Elle comprit alors que si, après s'être préparé à la communion par des prières spéciales et autres dévotions, on s'abstient de communier par discrétion, humilité et obéissance, le Seigneur permet néanmoins que l'âme se désaltère au torrent de sa divine grâce, et les autres personnes qui reçoivent ce jour-là le Corps du Seigneur recueillent le fruit de cette préparation, en ce sens qu'elles sont rendues moins indignes d'un si grand mystère. Toutefois le bien que chacun en retire doit être attribué à celui qui, n'ayant pu communier, s'était cependant disposé de son mieux à le faire.

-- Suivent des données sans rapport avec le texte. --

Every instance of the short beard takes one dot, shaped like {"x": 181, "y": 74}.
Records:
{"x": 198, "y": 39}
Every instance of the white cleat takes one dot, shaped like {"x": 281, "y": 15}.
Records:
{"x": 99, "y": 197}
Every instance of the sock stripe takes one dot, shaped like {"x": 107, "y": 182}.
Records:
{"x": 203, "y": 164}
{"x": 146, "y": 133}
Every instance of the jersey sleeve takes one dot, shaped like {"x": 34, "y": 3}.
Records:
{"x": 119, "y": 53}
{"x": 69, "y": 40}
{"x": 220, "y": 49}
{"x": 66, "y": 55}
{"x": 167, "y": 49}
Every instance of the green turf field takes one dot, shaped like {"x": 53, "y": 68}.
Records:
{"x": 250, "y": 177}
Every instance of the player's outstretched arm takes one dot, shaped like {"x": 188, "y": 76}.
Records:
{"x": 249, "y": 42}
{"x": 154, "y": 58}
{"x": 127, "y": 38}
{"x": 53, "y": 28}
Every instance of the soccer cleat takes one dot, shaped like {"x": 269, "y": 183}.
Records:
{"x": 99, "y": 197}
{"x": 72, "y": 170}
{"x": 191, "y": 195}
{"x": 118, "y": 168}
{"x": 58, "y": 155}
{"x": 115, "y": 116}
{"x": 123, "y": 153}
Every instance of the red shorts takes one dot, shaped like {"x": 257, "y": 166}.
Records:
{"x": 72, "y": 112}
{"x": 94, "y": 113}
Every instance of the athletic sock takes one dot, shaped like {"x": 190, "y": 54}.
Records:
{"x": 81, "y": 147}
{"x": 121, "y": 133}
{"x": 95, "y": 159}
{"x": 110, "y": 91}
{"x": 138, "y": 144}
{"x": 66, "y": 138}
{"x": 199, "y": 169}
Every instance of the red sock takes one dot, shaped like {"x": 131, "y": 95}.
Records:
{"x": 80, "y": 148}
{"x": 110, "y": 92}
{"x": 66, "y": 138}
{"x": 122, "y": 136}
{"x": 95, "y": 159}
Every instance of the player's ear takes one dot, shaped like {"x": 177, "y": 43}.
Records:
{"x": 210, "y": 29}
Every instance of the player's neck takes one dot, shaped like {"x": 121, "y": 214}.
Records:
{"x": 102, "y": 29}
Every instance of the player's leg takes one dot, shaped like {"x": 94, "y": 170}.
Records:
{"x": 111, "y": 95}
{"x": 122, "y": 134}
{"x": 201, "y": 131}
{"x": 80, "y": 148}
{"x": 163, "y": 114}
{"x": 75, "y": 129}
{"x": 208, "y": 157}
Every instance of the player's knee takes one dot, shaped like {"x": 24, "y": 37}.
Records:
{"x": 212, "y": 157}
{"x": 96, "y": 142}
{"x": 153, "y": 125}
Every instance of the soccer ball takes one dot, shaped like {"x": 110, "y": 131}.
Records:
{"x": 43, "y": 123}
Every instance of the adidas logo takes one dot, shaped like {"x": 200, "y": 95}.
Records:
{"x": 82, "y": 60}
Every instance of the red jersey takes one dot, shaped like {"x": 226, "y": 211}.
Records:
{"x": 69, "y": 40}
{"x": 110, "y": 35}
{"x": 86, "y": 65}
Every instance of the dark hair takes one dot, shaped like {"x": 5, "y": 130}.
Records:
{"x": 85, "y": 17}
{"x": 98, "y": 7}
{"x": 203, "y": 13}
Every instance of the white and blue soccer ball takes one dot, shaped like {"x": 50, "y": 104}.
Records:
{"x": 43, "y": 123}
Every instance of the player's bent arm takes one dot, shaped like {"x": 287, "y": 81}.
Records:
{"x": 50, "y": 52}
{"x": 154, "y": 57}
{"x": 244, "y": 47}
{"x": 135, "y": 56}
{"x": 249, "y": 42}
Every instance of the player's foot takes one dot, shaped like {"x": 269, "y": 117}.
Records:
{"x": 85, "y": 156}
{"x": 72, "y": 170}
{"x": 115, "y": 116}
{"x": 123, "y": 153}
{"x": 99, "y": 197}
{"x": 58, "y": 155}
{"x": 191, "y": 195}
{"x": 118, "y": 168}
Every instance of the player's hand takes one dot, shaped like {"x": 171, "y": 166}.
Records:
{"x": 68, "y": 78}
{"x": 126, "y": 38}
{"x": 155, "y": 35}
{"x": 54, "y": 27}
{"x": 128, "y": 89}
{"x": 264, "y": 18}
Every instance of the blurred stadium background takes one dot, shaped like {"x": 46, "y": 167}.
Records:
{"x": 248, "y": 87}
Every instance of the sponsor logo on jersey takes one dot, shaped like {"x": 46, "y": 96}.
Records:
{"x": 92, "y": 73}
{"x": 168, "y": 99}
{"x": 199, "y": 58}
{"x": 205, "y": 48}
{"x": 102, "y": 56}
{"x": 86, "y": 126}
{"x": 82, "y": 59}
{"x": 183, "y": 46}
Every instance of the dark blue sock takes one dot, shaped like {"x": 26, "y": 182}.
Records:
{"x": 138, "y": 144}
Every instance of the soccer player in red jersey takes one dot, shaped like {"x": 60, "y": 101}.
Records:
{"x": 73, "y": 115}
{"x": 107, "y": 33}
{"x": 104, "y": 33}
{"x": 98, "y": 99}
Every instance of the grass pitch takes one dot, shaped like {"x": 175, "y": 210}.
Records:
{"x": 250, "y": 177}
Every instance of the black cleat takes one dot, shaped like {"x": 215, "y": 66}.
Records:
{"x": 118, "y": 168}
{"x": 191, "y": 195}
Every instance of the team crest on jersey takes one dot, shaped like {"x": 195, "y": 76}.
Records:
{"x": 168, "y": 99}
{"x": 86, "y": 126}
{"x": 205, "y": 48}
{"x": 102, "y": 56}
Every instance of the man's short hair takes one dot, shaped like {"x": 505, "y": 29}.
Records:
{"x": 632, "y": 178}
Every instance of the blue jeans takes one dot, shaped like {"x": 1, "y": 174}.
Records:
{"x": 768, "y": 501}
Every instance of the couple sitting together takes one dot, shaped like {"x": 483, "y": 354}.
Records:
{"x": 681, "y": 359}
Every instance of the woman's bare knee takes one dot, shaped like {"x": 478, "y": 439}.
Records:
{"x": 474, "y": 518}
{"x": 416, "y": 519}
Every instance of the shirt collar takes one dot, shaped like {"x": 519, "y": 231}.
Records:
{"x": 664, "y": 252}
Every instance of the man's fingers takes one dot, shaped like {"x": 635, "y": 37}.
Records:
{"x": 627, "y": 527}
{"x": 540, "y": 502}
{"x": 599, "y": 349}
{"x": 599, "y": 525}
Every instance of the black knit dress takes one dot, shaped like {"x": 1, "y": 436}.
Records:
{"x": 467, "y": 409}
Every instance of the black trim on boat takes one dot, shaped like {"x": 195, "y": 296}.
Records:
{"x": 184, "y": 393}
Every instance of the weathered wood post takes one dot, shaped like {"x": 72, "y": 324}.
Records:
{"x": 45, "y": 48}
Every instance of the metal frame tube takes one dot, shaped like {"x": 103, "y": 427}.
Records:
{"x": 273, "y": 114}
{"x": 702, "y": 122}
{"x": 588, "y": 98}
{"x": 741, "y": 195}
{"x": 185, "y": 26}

Celle-ci dit alors:

-Ô Seigneur, si celui qui ne fait pas la sainte communion reçoit tant de biens, n'est-il pas mieux de s'en abstenir? 

Le Seigneur répondit:

-Aucunement; car celui qui, pour l'amour de ma gloire, se nourrit du divin sacrement, reçoit en vérité la très salutaire nourriture de mon corps déifié avec le nectar embaumé de la Divinité; de plus, il est orné par l'incomparable splendeur des vertus divines. 

Elle dit encore:

-Comment se fait-il, ô mon Seigneur, que certains, bien qu'ils s'estiment indignes et se préparent très peu, éprouvent cependant un si puissant attrait pour votre divin sacrement qu'ils ne s'en abstiennent jamais sans peine aux jours où la communion leur est permise?

Le Seigneur répondit:

-C'est parce que, enrichis d'une grâce spéciale, ils sont conduits par la douceur de mon esprit, comme le roi, accoutumé aux honneurs de son rang, trouve plus naturellement son plaisir à être entouré de cette gloire, qu'à errer dans les rues et sur les places publiques comme un enfant du peuple. (Livre 4 Ch. 13)

 

2-2-Comment prier après l’Eucharistie

 

Un Jeudi Saint, au moment de communier, Gertrude dit au Seigneur:

-Je vous offre, ô mon Dieu, les vœux de toutes les personnes qui se sont recommandées à mes indignes prières.

Il lui répondit:

-Tu as embrasé mon cœur d'autant de flammes d'amour que tu m'as présenté de personnes.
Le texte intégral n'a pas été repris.